Two-time defending overall World Cup champion Mikaela Shiffrin says the Czech ski racer has impeccable technique, despite limited ski racing experience.
"She's an incredible athlete—obviously she has to be to compete in both sports so well," Shiffrin says. "I think she has a really natural feeling for speed and really great technique. Watching her ski, I wonder what everyone else is doing."
Reiter says that despite Olympic stardom, loads of new opportunities and obligations, and frequent media requests, Ester has remained cool.
"Ester is in a special, somewhat vulnerable place right now and lot of people are pulling and pressuring her," Reiter says. "The beautiful part about Ester is she doesn't give a shit. She just wants to race."
Despite her laser focus and sheer determination, Ledecka's quirky ways and unpredictability keep her coaches, team, fans and media laughing.
In PyeongChang, Ledecka was asked about the often frosty relationship between skiers and snowboarders.
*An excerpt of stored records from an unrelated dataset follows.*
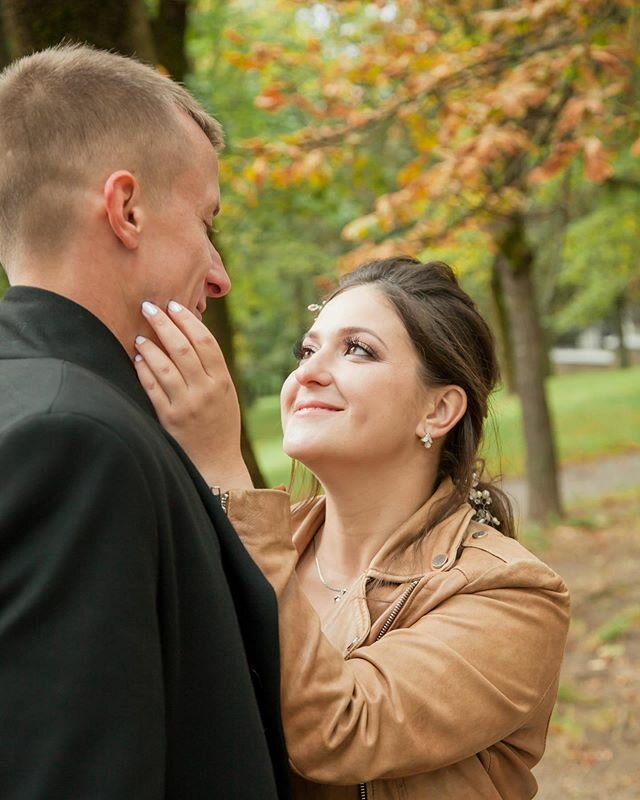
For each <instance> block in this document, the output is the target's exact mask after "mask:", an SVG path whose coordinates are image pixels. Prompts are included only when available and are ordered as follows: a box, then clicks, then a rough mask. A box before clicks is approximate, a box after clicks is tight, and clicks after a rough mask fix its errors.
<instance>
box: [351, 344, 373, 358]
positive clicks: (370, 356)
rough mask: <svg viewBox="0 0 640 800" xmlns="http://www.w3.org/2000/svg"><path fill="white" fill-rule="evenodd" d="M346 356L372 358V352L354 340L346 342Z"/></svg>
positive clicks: (372, 352)
mask: <svg viewBox="0 0 640 800" xmlns="http://www.w3.org/2000/svg"><path fill="white" fill-rule="evenodd" d="M346 352H347V355H352V356H369V357H371V356H373V352H372V351H371V349H370V348H369V347H367V345H365V344H363V343H362V342H358V341H356V340H353V341H348V342H347V350H346Z"/></svg>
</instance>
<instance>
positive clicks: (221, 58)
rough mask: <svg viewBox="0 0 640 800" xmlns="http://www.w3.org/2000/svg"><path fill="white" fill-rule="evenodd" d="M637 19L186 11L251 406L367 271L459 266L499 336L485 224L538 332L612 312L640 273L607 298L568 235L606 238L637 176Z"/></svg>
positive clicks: (626, 3) (504, 11)
mask: <svg viewBox="0 0 640 800" xmlns="http://www.w3.org/2000/svg"><path fill="white" fill-rule="evenodd" d="M634 14H636V12H634V10H633V7H632V6H631V5H630V4H629V3H627V2H626V1H625V0H618V1H617V2H613V3H610V2H606V3H605V2H601V0H580V2H579V3H575V4H567V3H566V2H561V1H560V0H549V1H548V2H545V4H544V8H543V7H542V6H541V5H539V4H538V5H536V4H532V3H528V2H527V3H523V2H518V3H516V2H508V3H503V4H500V7H496V4H495V3H490V2H483V1H482V0H464V2H460V3H448V2H440V3H436V4H423V3H419V2H415V0H397V1H396V2H373V1H372V2H363V1H362V0H360V1H359V2H354V1H350V2H331V1H330V0H327V1H326V2H319V3H313V4H302V3H299V2H295V1H294V0H231V2H228V3H218V2H213V0H198V2H196V3H194V6H193V10H192V13H191V17H190V28H189V38H188V50H189V55H190V57H191V60H192V64H193V72H192V75H191V77H190V79H189V84H190V86H191V88H192V89H193V90H194V91H195V92H196V93H197V94H198V95H199V96H200V97H201V98H203V99H204V100H205V102H207V104H208V106H209V107H210V108H211V109H212V111H213V112H214V113H215V114H216V116H218V118H219V119H220V120H221V122H222V123H223V125H224V127H225V130H226V132H227V140H228V147H227V152H226V154H225V158H224V159H223V165H222V174H221V181H222V187H223V212H224V213H223V214H222V215H221V218H220V226H221V233H220V237H221V242H222V243H223V249H224V254H225V260H226V263H227V265H228V267H229V269H230V273H231V276H232V280H233V283H234V291H233V292H232V294H231V296H230V302H231V306H232V311H233V317H234V322H235V325H236V345H237V348H238V359H239V364H240V366H241V368H242V372H243V375H244V378H245V381H246V382H247V383H248V384H249V385H250V387H251V390H252V394H253V395H261V394H265V393H270V392H273V391H275V390H277V388H278V386H279V384H280V381H281V378H282V376H283V375H284V374H285V373H286V371H287V369H288V368H289V367H290V365H291V360H290V348H291V344H292V343H293V341H294V340H295V339H296V338H297V337H298V336H299V335H300V333H301V332H302V331H303V330H304V329H305V327H306V326H307V325H308V324H309V323H310V321H311V317H310V315H308V312H306V306H307V305H308V304H309V303H311V302H315V301H317V300H318V298H319V297H320V296H321V295H322V294H323V293H324V290H325V289H326V288H327V286H328V282H329V281H330V280H331V279H333V277H334V276H335V274H336V272H337V271H338V270H339V268H342V269H344V268H350V267H351V266H353V265H354V264H355V263H357V262H359V261H361V260H363V259H364V258H366V257H368V256H370V255H375V256H383V255H388V254H390V253H391V252H412V253H415V254H416V255H418V256H419V257H421V258H423V259H431V258H437V259H443V260H446V261H448V262H450V263H451V264H453V265H454V267H455V268H456V271H457V272H458V275H459V276H460V278H461V281H462V283H463V285H464V286H465V288H466V289H467V290H468V291H469V292H470V293H471V294H472V296H473V297H474V298H475V299H476V300H477V301H478V303H479V305H480V307H481V310H482V311H483V312H484V313H485V314H486V315H487V316H488V317H491V316H492V314H493V312H494V307H493V306H492V296H491V291H490V282H491V271H492V266H493V263H494V257H495V250H496V248H495V242H494V240H493V237H492V231H491V225H493V224H495V222H496V221H499V220H501V219H503V218H504V219H507V218H508V215H509V214H510V213H512V212H513V211H514V210H515V211H518V212H520V211H522V210H524V211H525V213H526V215H527V232H528V236H529V238H530V240H531V243H532V246H533V248H534V251H535V254H536V271H535V279H536V284H537V287H538V290H539V294H540V299H541V310H542V313H543V315H544V317H545V319H546V321H547V328H548V329H549V330H551V331H557V332H565V331H566V330H568V329H574V328H575V326H576V325H577V324H579V325H585V324H588V323H589V322H591V321H593V320H594V319H597V318H599V317H600V316H602V315H606V314H607V313H609V311H610V308H611V302H612V301H613V298H614V295H615V294H616V292H617V291H618V289H619V287H620V285H621V284H624V288H627V286H628V284H629V283H633V280H634V276H635V275H637V274H638V269H639V268H638V262H637V261H635V262H634V261H633V259H632V257H631V256H630V257H629V258H628V259H627V262H626V263H627V266H626V267H624V269H623V268H622V267H621V265H620V264H616V270H615V274H616V275H617V276H618V277H619V278H620V280H618V279H617V278H616V279H615V280H614V279H613V277H612V273H611V272H610V271H609V269H607V270H606V273H608V274H609V275H610V280H609V282H608V283H607V278H606V276H605V270H602V269H601V270H598V267H597V265H596V264H595V263H594V262H593V260H589V259H588V257H587V252H586V251H587V249H588V248H587V247H586V246H584V247H581V245H584V244H585V242H586V239H585V237H584V236H583V234H582V233H581V232H580V228H579V227H577V228H574V227H573V226H579V225H580V222H581V220H583V219H587V221H586V222H584V223H583V225H584V226H585V228H589V229H590V230H591V226H592V224H593V223H594V222H595V223H596V224H598V220H599V217H598V216H597V215H598V214H602V213H604V212H602V211H601V208H602V205H603V204H605V203H606V202H607V199H606V198H607V196H608V195H614V194H615V195H617V194H619V192H618V190H616V189H612V188H610V186H609V183H610V181H612V180H613V179H615V178H618V177H620V176H621V175H622V176H627V175H628V174H629V173H630V171H631V172H632V171H633V169H634V168H635V166H637V163H638V158H637V152H636V151H637V148H638V113H637V108H636V106H635V104H634V103H633V102H631V101H632V100H633V97H634V92H636V91H637V88H636V85H635V84H634V81H636V82H637V69H638V65H637V63H636V62H635V60H634V58H633V57H632V53H631V50H630V47H629V44H630V42H631V40H632V39H633V37H634V36H635V34H634V31H635V30H636V28H637V19H636V18H634ZM636 17H637V14H636ZM634 26H635V27H634ZM623 114H624V115H625V116H624V125H623V124H621V120H622V119H623ZM621 154H626V161H625V162H624V164H622V162H621ZM623 160H624V159H623ZM632 193H633V192H632V190H630V191H629V194H632ZM619 202H621V201H620V200H616V201H615V203H619ZM615 203H614V205H615ZM610 213H611V214H613V215H615V213H616V212H615V211H611V212H610ZM591 214H596V216H595V217H592V218H590V219H588V217H589V215H591ZM631 214H632V212H631V211H629V214H628V218H629V219H630V217H631ZM616 221H617V222H620V220H619V219H618V218H616ZM489 223H490V224H489ZM629 224H631V223H629ZM600 225H601V228H602V229H604V230H605V233H606V236H605V238H604V239H603V240H602V241H601V242H600V246H601V247H606V245H605V244H603V242H605V241H609V242H610V248H609V250H610V253H611V254H612V255H611V259H610V260H612V259H615V255H613V254H614V253H615V252H616V250H617V248H618V242H619V241H620V240H619V239H617V240H614V239H613V238H612V237H613V236H614V233H615V227H609V226H607V222H606V219H605V220H604V221H603V222H602V223H600ZM618 227H620V225H619V226H618ZM583 230H584V229H583ZM574 231H575V233H574ZM625 235H626V236H627V240H629V239H630V238H631V237H632V236H633V232H632V231H630V230H628V231H627V232H626V234H625ZM593 236H596V233H594V234H593ZM572 242H577V243H578V245H579V246H578V247H577V249H576V248H575V247H574V246H573V245H572ZM225 244H226V247H225V246H224V245H225ZM581 252H582V256H581V255H580V253H581ZM585 259H586V260H585ZM618 267H620V268H619V269H618ZM594 270H595V273H596V275H594V274H593V272H594ZM599 283H600V284H604V283H607V287H606V291H602V290H601V288H598V284H599ZM589 296H591V298H592V299H593V298H596V297H597V298H598V300H599V303H598V304H597V305H596V304H595V303H594V302H592V300H590V299H589ZM607 304H608V305H607Z"/></svg>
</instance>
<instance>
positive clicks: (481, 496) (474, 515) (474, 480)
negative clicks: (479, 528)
mask: <svg viewBox="0 0 640 800" xmlns="http://www.w3.org/2000/svg"><path fill="white" fill-rule="evenodd" d="M478 483H479V480H478V473H477V472H474V473H473V475H472V477H471V489H470V490H469V502H470V503H471V505H472V506H474V508H475V514H474V515H473V519H474V520H475V521H476V522H480V523H482V524H483V525H492V526H493V527H494V528H498V527H499V526H500V520H499V519H498V518H497V517H494V516H493V514H492V513H491V512H490V511H489V506H490V505H491V492H490V491H489V490H488V489H476V486H477V485H478Z"/></svg>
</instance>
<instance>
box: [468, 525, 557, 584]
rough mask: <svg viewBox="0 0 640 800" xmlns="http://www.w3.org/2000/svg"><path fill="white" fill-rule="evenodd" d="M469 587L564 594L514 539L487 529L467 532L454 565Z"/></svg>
mask: <svg viewBox="0 0 640 800" xmlns="http://www.w3.org/2000/svg"><path fill="white" fill-rule="evenodd" d="M456 566H457V568H458V569H460V570H461V571H462V572H463V573H464V574H465V575H466V577H467V580H468V582H469V585H470V586H474V587H475V588H480V587H481V586H482V585H484V584H487V585H488V584H489V583H492V582H493V583H496V584H498V585H504V586H512V587H513V588H516V587H518V586H520V587H522V588H539V589H547V590H552V591H558V592H561V593H566V592H567V588H566V585H565V584H564V581H563V580H562V578H561V577H560V576H559V575H558V574H557V573H556V572H555V571H554V570H553V569H552V568H551V567H550V566H549V565H548V564H545V562H544V561H542V560H541V559H540V558H538V556H536V555H534V553H532V552H531V551H530V550H528V549H527V548H526V547H525V546H524V545H523V544H521V543H520V542H518V541H517V540H516V539H512V538H510V537H508V536H504V535H503V534H502V533H500V532H499V531H496V530H494V529H493V528H489V527H485V526H482V527H476V528H474V529H473V530H471V529H470V531H469V533H468V535H467V536H466V538H465V540H464V541H463V543H462V548H461V553H460V558H459V559H458V562H457V564H456Z"/></svg>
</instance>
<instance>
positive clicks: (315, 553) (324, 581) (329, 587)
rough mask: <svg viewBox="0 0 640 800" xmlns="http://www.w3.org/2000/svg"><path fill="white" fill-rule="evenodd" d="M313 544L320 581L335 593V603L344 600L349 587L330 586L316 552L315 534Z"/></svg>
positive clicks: (313, 548)
mask: <svg viewBox="0 0 640 800" xmlns="http://www.w3.org/2000/svg"><path fill="white" fill-rule="evenodd" d="M311 544H312V545H313V558H314V561H315V562H316V569H317V571H318V577H319V578H320V583H321V584H322V585H323V586H324V587H326V588H327V589H329V591H331V592H334V593H335V596H334V598H333V602H334V603H339V602H340V601H341V600H342V598H343V597H344V596H345V594H346V593H347V591H348V589H337V588H336V587H335V586H329V584H328V583H327V582H326V581H325V579H324V578H323V576H322V570H321V569H320V562H319V561H318V554H317V553H316V537H315V536H314V537H313V539H312V540H311Z"/></svg>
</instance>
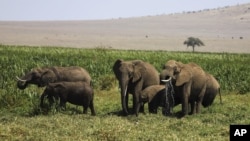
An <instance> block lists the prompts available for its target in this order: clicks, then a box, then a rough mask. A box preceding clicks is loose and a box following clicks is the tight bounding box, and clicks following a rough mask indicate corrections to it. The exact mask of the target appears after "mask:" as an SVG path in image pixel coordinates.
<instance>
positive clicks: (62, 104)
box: [59, 98, 66, 110]
mask: <svg viewBox="0 0 250 141" xmlns="http://www.w3.org/2000/svg"><path fill="white" fill-rule="evenodd" d="M59 107H60V109H62V108H63V110H66V101H65V100H62V98H60V104H59Z"/></svg>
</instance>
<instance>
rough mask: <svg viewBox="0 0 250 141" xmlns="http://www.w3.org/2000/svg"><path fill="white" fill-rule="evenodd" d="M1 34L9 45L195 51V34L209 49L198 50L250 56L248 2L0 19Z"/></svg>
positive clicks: (3, 42)
mask: <svg viewBox="0 0 250 141" xmlns="http://www.w3.org/2000/svg"><path fill="white" fill-rule="evenodd" d="M0 31H1V32H0V43H1V44H9V45H31V46H60V47H77V48H95V47H106V48H115V49H134V50H169V51H191V48H187V47H185V46H184V45H183V41H184V40H185V39H186V38H188V37H189V36H194V37H198V38H200V39H201V40H203V41H204V43H205V45H206V46H205V47H200V48H197V49H196V50H197V51H200V52H234V53H250V40H249V39H250V32H249V31H250V3H249V4H243V5H237V6H230V7H223V8H217V9H210V10H209V9H206V10H201V11H194V12H183V13H175V14H169V15H156V16H147V17H135V18H124V19H123V18H120V19H111V20H95V21H94V20H93V21H29V22H15V21H9V22H8V21H0ZM240 38H242V39H240Z"/></svg>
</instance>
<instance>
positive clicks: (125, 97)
mask: <svg viewBox="0 0 250 141" xmlns="http://www.w3.org/2000/svg"><path fill="white" fill-rule="evenodd" d="M125 102H126V108H127V110H128V93H127V94H126V97H125Z"/></svg>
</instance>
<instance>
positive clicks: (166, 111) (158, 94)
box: [136, 85, 180, 116]
mask: <svg viewBox="0 0 250 141" xmlns="http://www.w3.org/2000/svg"><path fill="white" fill-rule="evenodd" d="M169 89H170V90H169ZM171 89H173V88H170V87H169V88H167V89H166V86H165V85H151V86H149V87H147V88H145V89H144V90H143V91H141V92H140V99H139V103H138V104H137V110H136V116H138V112H139V106H140V105H142V104H144V103H146V102H148V110H149V113H157V109H158V107H162V114H164V115H169V114H172V113H171V112H172V111H171V109H172V108H173V107H174V106H176V105H178V104H180V99H178V98H177V97H176V95H175V94H174V93H171ZM166 91H167V94H166ZM166 96H167V97H166Z"/></svg>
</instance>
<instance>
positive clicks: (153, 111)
mask: <svg viewBox="0 0 250 141" xmlns="http://www.w3.org/2000/svg"><path fill="white" fill-rule="evenodd" d="M157 109H158V106H156V103H155V102H151V103H148V111H149V113H153V114H157Z"/></svg>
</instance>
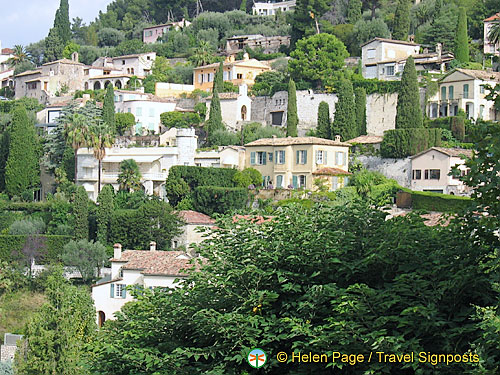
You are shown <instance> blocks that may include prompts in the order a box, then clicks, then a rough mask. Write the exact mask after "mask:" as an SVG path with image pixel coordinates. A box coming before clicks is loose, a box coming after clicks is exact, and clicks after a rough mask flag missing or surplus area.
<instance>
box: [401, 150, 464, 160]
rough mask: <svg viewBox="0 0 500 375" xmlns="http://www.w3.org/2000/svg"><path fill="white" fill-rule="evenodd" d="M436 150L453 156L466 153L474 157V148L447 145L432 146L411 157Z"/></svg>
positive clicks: (415, 157)
mask: <svg viewBox="0 0 500 375" xmlns="http://www.w3.org/2000/svg"><path fill="white" fill-rule="evenodd" d="M431 150H435V151H438V152H441V153H443V154H445V155H448V156H452V157H462V155H465V156H466V157H468V158H471V157H472V154H473V150H467V149H464V148H445V147H431V148H429V149H427V150H425V151H422V152H419V153H418V154H415V155H412V156H410V159H413V158H416V157H417V156H420V155H423V154H426V153H427V152H429V151H431Z"/></svg>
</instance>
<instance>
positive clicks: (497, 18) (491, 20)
mask: <svg viewBox="0 0 500 375" xmlns="http://www.w3.org/2000/svg"><path fill="white" fill-rule="evenodd" d="M495 20H500V12H498V13H496V14H494V15H492V16H491V17H488V18H485V19H484V20H483V22H488V21H495Z"/></svg>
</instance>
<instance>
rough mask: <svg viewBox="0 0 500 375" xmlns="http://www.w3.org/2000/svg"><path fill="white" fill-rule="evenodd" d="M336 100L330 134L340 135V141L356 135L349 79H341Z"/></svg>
mask: <svg viewBox="0 0 500 375" xmlns="http://www.w3.org/2000/svg"><path fill="white" fill-rule="evenodd" d="M337 97H338V101H337V103H336V104H335V114H334V117H333V123H332V136H335V135H340V137H341V140H342V141H344V142H345V141H348V140H349V139H352V138H355V137H357V136H358V135H359V134H358V127H357V124H356V113H355V110H356V107H355V104H354V92H353V88H352V83H351V81H349V80H347V79H342V80H340V82H339V83H338V88H337Z"/></svg>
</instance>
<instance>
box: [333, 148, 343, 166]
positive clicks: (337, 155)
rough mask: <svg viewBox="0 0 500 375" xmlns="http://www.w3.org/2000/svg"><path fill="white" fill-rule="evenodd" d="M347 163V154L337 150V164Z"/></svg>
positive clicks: (335, 161) (336, 152)
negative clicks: (345, 156) (345, 162)
mask: <svg viewBox="0 0 500 375" xmlns="http://www.w3.org/2000/svg"><path fill="white" fill-rule="evenodd" d="M344 164H345V154H344V153H343V152H341V151H337V152H335V165H344Z"/></svg>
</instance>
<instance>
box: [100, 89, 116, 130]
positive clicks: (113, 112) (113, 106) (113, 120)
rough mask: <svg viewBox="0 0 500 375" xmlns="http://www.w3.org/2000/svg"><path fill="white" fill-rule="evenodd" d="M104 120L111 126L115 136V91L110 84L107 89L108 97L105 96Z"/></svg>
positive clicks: (102, 110)
mask: <svg viewBox="0 0 500 375" xmlns="http://www.w3.org/2000/svg"><path fill="white" fill-rule="evenodd" d="M102 119H103V120H104V122H105V123H106V124H108V125H109V127H110V128H111V131H112V132H113V134H115V133H116V126H115V90H114V89H113V85H112V84H109V85H108V87H107V88H106V95H105V96H104V103H103V106H102Z"/></svg>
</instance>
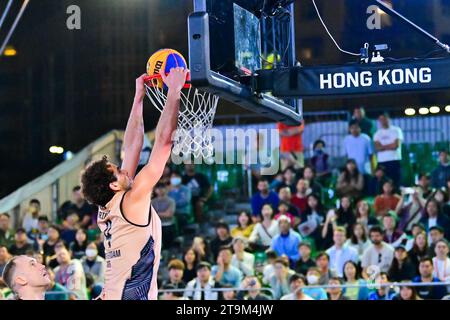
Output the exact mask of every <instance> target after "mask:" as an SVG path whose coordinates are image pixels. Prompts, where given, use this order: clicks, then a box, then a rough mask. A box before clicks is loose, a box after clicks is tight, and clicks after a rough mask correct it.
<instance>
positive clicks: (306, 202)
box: [291, 179, 311, 214]
mask: <svg viewBox="0 0 450 320" xmlns="http://www.w3.org/2000/svg"><path fill="white" fill-rule="evenodd" d="M310 191H311V190H310V189H309V182H308V181H307V180H305V179H300V180H298V182H297V192H296V193H295V194H294V195H293V196H292V199H291V203H292V204H293V205H294V206H296V207H297V209H298V211H299V212H300V214H303V212H304V211H305V210H306V207H307V205H308V201H307V197H308V194H309V193H310Z"/></svg>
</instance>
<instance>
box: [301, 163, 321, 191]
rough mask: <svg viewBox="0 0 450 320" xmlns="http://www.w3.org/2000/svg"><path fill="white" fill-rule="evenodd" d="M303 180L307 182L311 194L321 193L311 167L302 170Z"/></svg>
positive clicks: (308, 166)
mask: <svg viewBox="0 0 450 320" xmlns="http://www.w3.org/2000/svg"><path fill="white" fill-rule="evenodd" d="M303 179H305V180H306V181H308V182H309V187H310V189H311V191H312V192H313V193H316V194H321V193H322V189H323V186H322V185H321V184H320V183H318V182H317V181H316V172H315V171H314V168H313V167H311V166H305V168H304V169H303Z"/></svg>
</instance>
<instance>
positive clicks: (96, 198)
mask: <svg viewBox="0 0 450 320" xmlns="http://www.w3.org/2000/svg"><path fill="white" fill-rule="evenodd" d="M116 180H117V178H116V177H115V176H114V173H113V172H112V171H111V170H110V169H109V162H108V157H107V156H103V158H102V159H101V160H98V161H94V162H92V163H91V164H90V165H89V166H88V167H87V168H86V169H85V170H84V172H83V173H82V175H81V190H82V193H83V196H84V197H85V199H86V200H87V201H88V202H90V203H92V204H95V205H98V206H102V207H104V206H106V204H107V203H108V202H109V201H110V200H111V199H112V197H114V191H113V190H111V188H110V187H109V184H110V183H111V182H114V181H116Z"/></svg>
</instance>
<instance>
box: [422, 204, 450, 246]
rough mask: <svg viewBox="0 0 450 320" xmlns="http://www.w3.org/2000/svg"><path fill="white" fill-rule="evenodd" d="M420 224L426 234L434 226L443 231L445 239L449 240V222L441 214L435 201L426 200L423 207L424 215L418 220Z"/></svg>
mask: <svg viewBox="0 0 450 320" xmlns="http://www.w3.org/2000/svg"><path fill="white" fill-rule="evenodd" d="M420 223H421V224H423V225H424V226H425V230H427V231H428V232H429V231H430V228H432V227H434V226H439V227H441V228H442V229H444V235H445V238H446V239H450V220H449V218H448V217H446V216H445V215H443V214H442V212H441V208H440V207H439V203H438V202H437V201H436V200H435V199H430V200H428V202H427V204H426V205H425V213H424V215H423V217H422V219H421V220H420ZM428 240H430V239H428Z"/></svg>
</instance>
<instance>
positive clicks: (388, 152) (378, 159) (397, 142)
mask: <svg viewBox="0 0 450 320" xmlns="http://www.w3.org/2000/svg"><path fill="white" fill-rule="evenodd" d="M378 121H379V123H380V129H378V131H377V132H376V133H375V136H374V137H373V140H374V142H375V150H376V151H377V160H378V163H379V164H380V165H382V166H383V167H384V168H385V170H386V171H385V172H386V175H387V176H388V177H389V178H390V179H392V180H393V182H394V185H395V186H400V182H401V180H400V179H401V168H400V162H401V160H402V142H403V131H402V130H401V129H400V128H399V127H396V126H394V125H392V124H391V119H390V117H389V115H388V114H387V113H384V114H381V115H380V116H379V117H378ZM394 209H395V208H394Z"/></svg>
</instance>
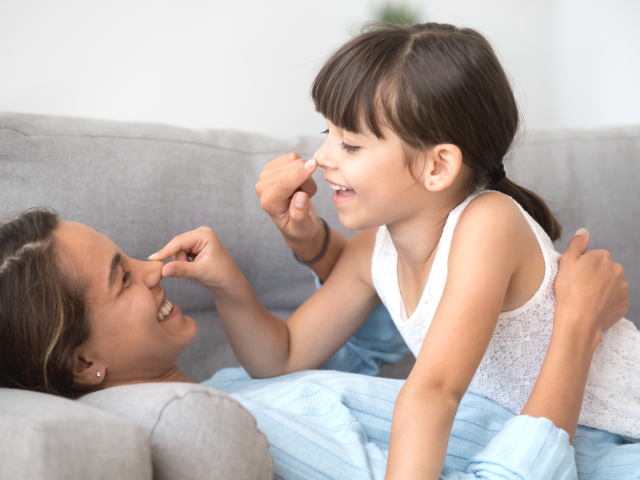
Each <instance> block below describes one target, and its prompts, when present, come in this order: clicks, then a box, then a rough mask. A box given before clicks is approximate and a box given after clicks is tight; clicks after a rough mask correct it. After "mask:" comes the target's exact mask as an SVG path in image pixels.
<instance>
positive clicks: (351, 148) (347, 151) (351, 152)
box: [340, 142, 360, 153]
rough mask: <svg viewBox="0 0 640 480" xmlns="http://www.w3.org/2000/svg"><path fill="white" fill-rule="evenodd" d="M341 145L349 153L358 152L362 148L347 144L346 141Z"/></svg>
mask: <svg viewBox="0 0 640 480" xmlns="http://www.w3.org/2000/svg"><path fill="white" fill-rule="evenodd" d="M340 146H341V147H342V148H344V149H345V150H346V151H347V152H348V153H355V152H357V151H358V150H360V147H354V146H351V145H347V144H346V143H344V142H342V143H341V144H340Z"/></svg>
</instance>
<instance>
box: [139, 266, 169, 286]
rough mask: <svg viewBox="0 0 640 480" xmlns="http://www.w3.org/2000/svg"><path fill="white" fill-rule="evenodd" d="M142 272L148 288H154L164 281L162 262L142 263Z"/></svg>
mask: <svg viewBox="0 0 640 480" xmlns="http://www.w3.org/2000/svg"><path fill="white" fill-rule="evenodd" d="M140 263H141V264H142V265H141V270H142V281H143V283H144V284H145V285H146V286H147V288H153V287H155V286H156V285H158V284H159V283H160V280H162V267H163V266H164V263H162V262H160V261H155V262H153V261H152V262H140Z"/></svg>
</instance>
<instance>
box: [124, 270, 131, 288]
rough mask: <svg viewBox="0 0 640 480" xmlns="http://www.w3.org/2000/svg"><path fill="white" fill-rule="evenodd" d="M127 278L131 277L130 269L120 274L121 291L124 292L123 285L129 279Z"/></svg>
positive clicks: (124, 284)
mask: <svg viewBox="0 0 640 480" xmlns="http://www.w3.org/2000/svg"><path fill="white" fill-rule="evenodd" d="M129 278H131V270H129V271H128V272H124V275H123V276H122V291H123V292H124V289H125V287H126V286H127V282H128V281H129Z"/></svg>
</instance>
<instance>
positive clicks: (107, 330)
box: [56, 222, 198, 386]
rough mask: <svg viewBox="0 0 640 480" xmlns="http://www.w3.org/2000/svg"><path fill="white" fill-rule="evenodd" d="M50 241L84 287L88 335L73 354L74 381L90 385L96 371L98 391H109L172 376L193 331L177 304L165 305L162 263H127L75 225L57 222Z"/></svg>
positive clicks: (63, 262) (190, 337)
She summed it up succinctly, while comically feigning the motions of the two disciplines.
"When I'm with snowboarders on one side, I say ‘Damn skiers!’ And when I'm with skiers, I say, ‘Damn snowboarders!'” she says, eliciting a big laugh from the crowded room of Olympic journalists.
It appears that the free-spirited Czech will continue to serve as the world's ambassador fostering peace between participants of the contrasting mountain pastimes. But what is her ultimate motivation in trading board for skis and skis for board at the highest competitive level, and so on and so on?
"As long as I'm having fun and doing it for myself, I think I'm in a good way," Ledecka says. "Sometimes, I want to stay in bed (in the morning), but as long as I'm on the hill, I feel like I'm at home."